New house sales dip over August
The latest data reveals that July and August have seen the biggest decline in new house sales since last year’s lockdowns.
Housing Industry Association (HIA) economist Tom Devitt has reported that “new home sales decreased by 1.6 per cent in August, following a 13.1 per cent drop in July”.
The monthly survey of the major volume home builders in the five largest states provides a leading indicator of future detached home construction, according to the HIA New Home Sales report.
The HIA indicated that sales of new homes over the past two months suggest a market slowdown as households feel the effects of the recent increases in the cash rate.
This increase in borrowing costs amplifies the impact of the increase in building expenses.

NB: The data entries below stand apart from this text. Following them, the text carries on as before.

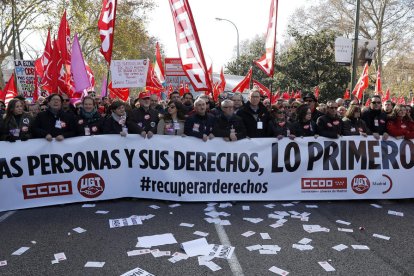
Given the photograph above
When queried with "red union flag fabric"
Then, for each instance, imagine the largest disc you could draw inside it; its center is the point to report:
(262, 89)
(266, 62)
(42, 62)
(245, 83)
(106, 26)
(362, 83)
(64, 39)
(189, 46)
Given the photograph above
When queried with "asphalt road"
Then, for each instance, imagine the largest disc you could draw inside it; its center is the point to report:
(48, 231)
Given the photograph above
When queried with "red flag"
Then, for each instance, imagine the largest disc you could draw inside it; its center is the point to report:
(120, 93)
(262, 89)
(266, 62)
(222, 80)
(50, 76)
(153, 84)
(378, 87)
(316, 92)
(64, 39)
(347, 95)
(158, 67)
(245, 83)
(362, 83)
(275, 97)
(106, 26)
(42, 62)
(387, 95)
(189, 45)
(9, 91)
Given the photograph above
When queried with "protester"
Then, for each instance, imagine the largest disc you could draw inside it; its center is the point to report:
(201, 123)
(400, 124)
(311, 100)
(54, 123)
(172, 122)
(255, 116)
(89, 121)
(143, 120)
(116, 122)
(279, 127)
(375, 119)
(16, 123)
(228, 125)
(352, 124)
(304, 126)
(330, 125)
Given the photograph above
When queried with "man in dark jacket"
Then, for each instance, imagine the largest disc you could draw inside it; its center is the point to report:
(228, 125)
(54, 123)
(330, 125)
(375, 119)
(143, 120)
(255, 116)
(201, 123)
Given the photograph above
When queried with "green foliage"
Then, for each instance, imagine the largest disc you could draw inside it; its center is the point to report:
(308, 62)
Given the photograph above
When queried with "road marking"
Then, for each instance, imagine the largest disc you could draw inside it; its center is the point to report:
(6, 215)
(233, 261)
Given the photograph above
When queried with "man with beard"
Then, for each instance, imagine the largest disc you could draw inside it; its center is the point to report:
(201, 123)
(330, 125)
(375, 119)
(54, 123)
(143, 119)
(255, 116)
(228, 125)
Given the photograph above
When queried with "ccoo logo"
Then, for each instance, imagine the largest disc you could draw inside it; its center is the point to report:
(360, 184)
(91, 185)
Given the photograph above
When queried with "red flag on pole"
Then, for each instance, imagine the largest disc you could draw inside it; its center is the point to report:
(347, 94)
(362, 83)
(106, 26)
(378, 87)
(189, 45)
(266, 62)
(9, 91)
(245, 83)
(42, 62)
(222, 80)
(158, 67)
(262, 89)
(64, 39)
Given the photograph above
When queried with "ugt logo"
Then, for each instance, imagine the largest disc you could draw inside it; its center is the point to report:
(91, 185)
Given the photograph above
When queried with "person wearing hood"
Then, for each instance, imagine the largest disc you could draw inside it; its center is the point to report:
(54, 123)
(375, 119)
(228, 125)
(89, 121)
(255, 116)
(352, 124)
(15, 123)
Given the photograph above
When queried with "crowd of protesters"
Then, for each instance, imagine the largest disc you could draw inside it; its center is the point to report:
(232, 117)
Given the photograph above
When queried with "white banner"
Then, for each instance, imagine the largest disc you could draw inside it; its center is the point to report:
(188, 169)
(129, 73)
(25, 77)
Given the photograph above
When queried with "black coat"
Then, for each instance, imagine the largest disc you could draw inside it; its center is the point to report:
(301, 129)
(143, 120)
(197, 125)
(252, 119)
(223, 126)
(376, 121)
(330, 127)
(48, 123)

Forecasting that the full impact of current and anticipated rate hikes will continue to have a negative effect on the selling of new houses over the coming months, the HIA did note that a substantial amount of work under development and approved-but-not-yet-begun will serve as a buffer for the sector.
This will hopefully ensure that building activity and demand for skilled trades remain unusually robust through the remainder of 2022 and into 2023.
The reduction in sales in August was led by the state of Victoria, which had a 15.2 per cent drop, followed by Queensland (-1.8 per cent).
Despite the overall decline, the other states used for the analysis experienced growth, notably South Australia (+18.2 per cent), NSW (+14.2 per cent), and Western Australia (+7.5 per cent).
In conclusion, Mr Devitt stated: “The concern remains that the adverse impact of rising rates on the wider economy will be obscured by this volume of ongoing work and that the RBA goes too far, too soon.”